PO4A-HEADER:mode=after;position=Copyright Big Dude, 2004;beginboundary=^
- *
-
If you want to add something at the end of the document, give a position
matching any line of your document (but only one line. Po4a won't proceed if
it's not unique), and give an endboundary matching nothing. Don't use simple
strings here like "EOF", but prefer those which have less chance to be in
your document.
PO4A-HEADER:mode=after;position=About this document;beginboundary=FakePo4aBoundary
More detailed example
Original document (POD formatted):
|=head1 NAME
|
|dummy - a dummy program
|
|=head1 AUTHOR
|
|me
Then, the following addendum will ensure that a section (in French) about
the translator is added at the end of the file (in French, "TRADUCTEUR"
means "TRANSLATOR", and "moi" means "me").
|PO4A-HEADER:mode=after;position=AUTEUR;beginboundary=^=head
|
|=head1 TRADUCTEUR
|
|moi
|
To put your addendum before the AUTHOR, use the following header:
PO4A-HEADER:mode=after;position=NOM;beginboundary=^=head1
This works because the next line matching the beginboundary "/^=head1/" after
the section "NAME" (translated to "NOM" in French), is the one declaring the
authors. So, the addendum will be put between both sections. Note that if
another section is added between NAME and AUTHOR sections later, po4a
will wrongfully put the addenda before the new section.

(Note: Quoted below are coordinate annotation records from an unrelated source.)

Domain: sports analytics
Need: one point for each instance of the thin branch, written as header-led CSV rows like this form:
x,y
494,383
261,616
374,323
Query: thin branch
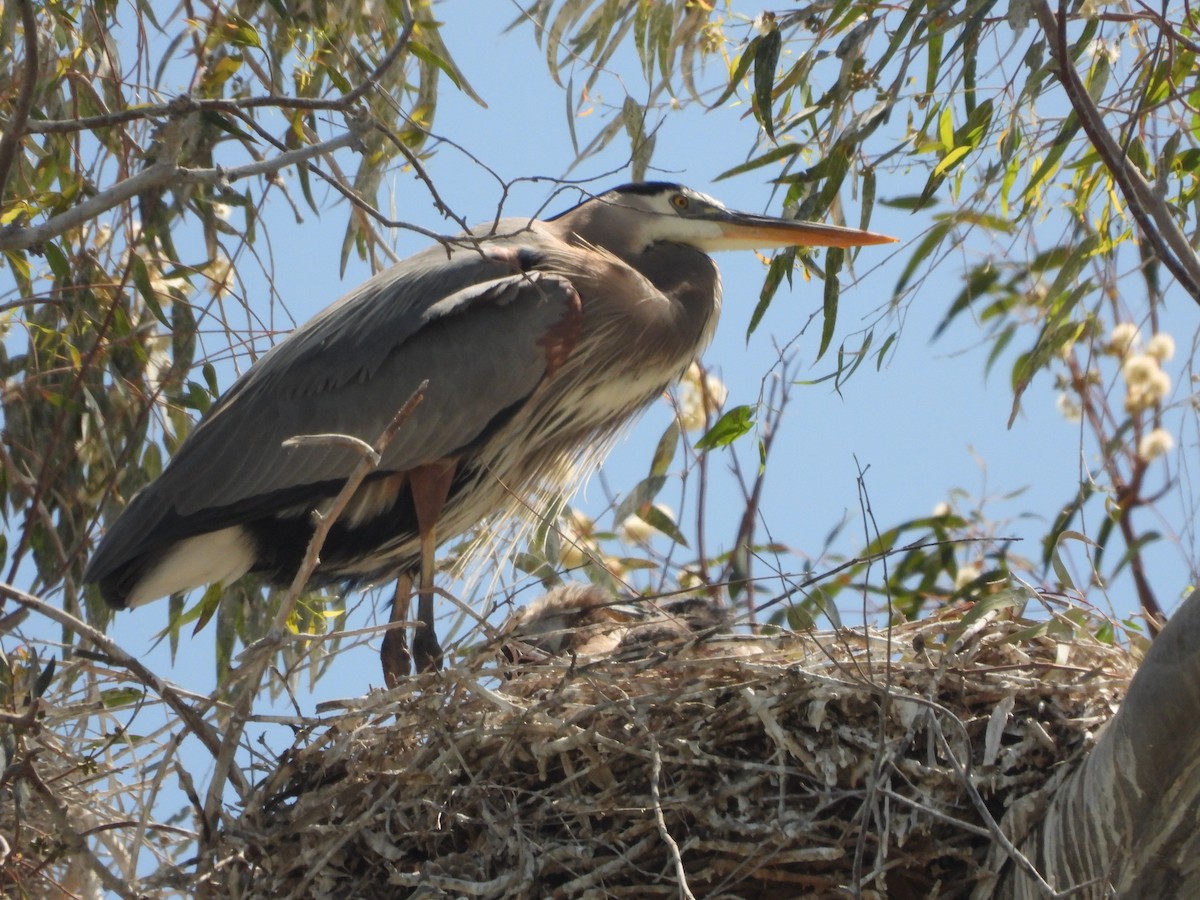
x,y
162,174
1153,217
660,820
192,105
172,697
256,658
72,841
15,129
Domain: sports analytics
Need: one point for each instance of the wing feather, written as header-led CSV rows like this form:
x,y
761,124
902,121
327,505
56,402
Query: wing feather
x,y
467,324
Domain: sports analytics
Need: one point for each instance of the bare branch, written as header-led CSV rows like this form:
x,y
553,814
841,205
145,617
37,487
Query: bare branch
x,y
257,657
186,712
163,174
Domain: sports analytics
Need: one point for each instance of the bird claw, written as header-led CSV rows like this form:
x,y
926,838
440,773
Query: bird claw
x,y
397,661
426,651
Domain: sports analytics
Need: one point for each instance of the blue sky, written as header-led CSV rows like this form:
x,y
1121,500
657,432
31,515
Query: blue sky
x,y
927,425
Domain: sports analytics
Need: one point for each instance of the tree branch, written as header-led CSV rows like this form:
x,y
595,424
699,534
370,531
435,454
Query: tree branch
x,y
166,173
185,711
256,658
1155,220
15,129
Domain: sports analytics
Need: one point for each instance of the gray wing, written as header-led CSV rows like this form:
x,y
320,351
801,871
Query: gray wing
x,y
467,324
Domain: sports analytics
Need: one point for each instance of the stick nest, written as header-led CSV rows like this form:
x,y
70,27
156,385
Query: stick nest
x,y
793,766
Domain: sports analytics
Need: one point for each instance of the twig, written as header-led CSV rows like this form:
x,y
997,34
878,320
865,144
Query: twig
x,y
255,659
1153,219
195,105
15,130
994,829
172,697
657,799
160,175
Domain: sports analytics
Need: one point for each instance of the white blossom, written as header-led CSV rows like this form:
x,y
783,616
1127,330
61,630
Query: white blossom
x,y
1155,443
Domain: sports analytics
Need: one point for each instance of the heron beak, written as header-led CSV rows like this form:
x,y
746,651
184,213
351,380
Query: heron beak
x,y
744,231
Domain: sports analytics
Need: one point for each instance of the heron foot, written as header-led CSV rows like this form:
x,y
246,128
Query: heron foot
x,y
397,661
426,649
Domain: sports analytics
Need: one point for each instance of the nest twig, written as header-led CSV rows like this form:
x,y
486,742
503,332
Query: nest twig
x,y
837,765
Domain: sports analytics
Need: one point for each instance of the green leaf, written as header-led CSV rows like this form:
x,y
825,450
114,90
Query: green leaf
x,y
731,426
765,63
739,71
145,288
118,697
241,33
661,522
640,498
665,451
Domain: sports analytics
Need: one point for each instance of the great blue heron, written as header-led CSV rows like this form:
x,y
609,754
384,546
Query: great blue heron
x,y
539,340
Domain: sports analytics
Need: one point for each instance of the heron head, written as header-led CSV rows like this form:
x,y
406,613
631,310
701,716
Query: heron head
x,y
629,219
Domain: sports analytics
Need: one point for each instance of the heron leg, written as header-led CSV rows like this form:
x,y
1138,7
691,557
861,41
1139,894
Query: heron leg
x,y
394,654
431,486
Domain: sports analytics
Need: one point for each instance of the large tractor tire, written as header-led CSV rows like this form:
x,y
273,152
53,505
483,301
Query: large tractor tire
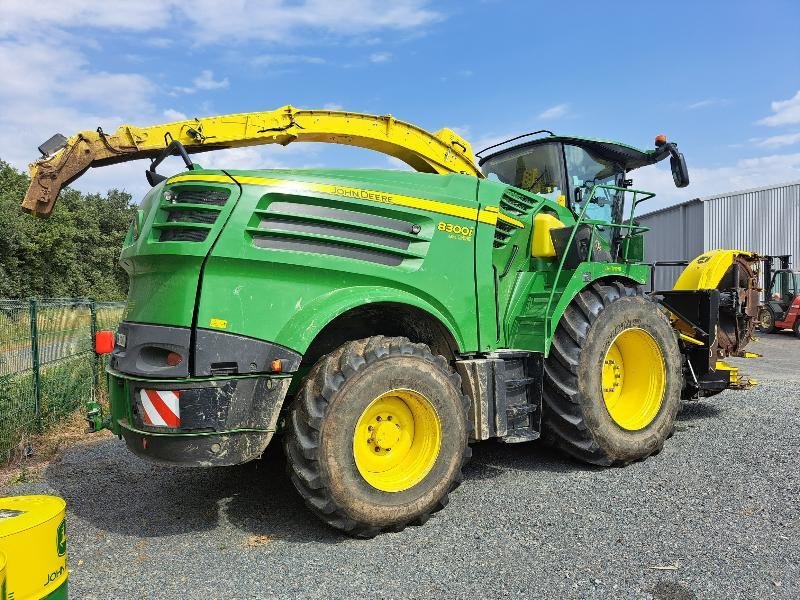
x,y
378,435
766,320
613,379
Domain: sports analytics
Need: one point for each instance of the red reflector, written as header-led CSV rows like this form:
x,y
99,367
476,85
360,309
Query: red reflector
x,y
161,408
104,342
174,359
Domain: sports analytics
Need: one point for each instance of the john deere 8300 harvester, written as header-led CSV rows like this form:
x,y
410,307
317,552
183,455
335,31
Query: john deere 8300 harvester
x,y
382,320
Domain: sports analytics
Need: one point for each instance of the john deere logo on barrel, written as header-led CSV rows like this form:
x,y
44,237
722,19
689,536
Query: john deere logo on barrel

To avoid this you may accomplish the same using mode=before:
PO4A-HEADER:mode=before;position=^=head1 AUTEUR
How does it work?
This chapter gives you a brief overview of the po4a internals, so that you
may feel more confident to help us to maintain and to improve it. It may also
help you to understand why it does not do what you expected, and how to
solve your problems.
TransTractors and project architecture
At the core of the po4a project, the
Locale::Po4a::TransTractor(3pm) class is the common ancestor to
all po4a parsers. This strange name comes from the fact that it is at the same
time in charge of translating document and extracting strings.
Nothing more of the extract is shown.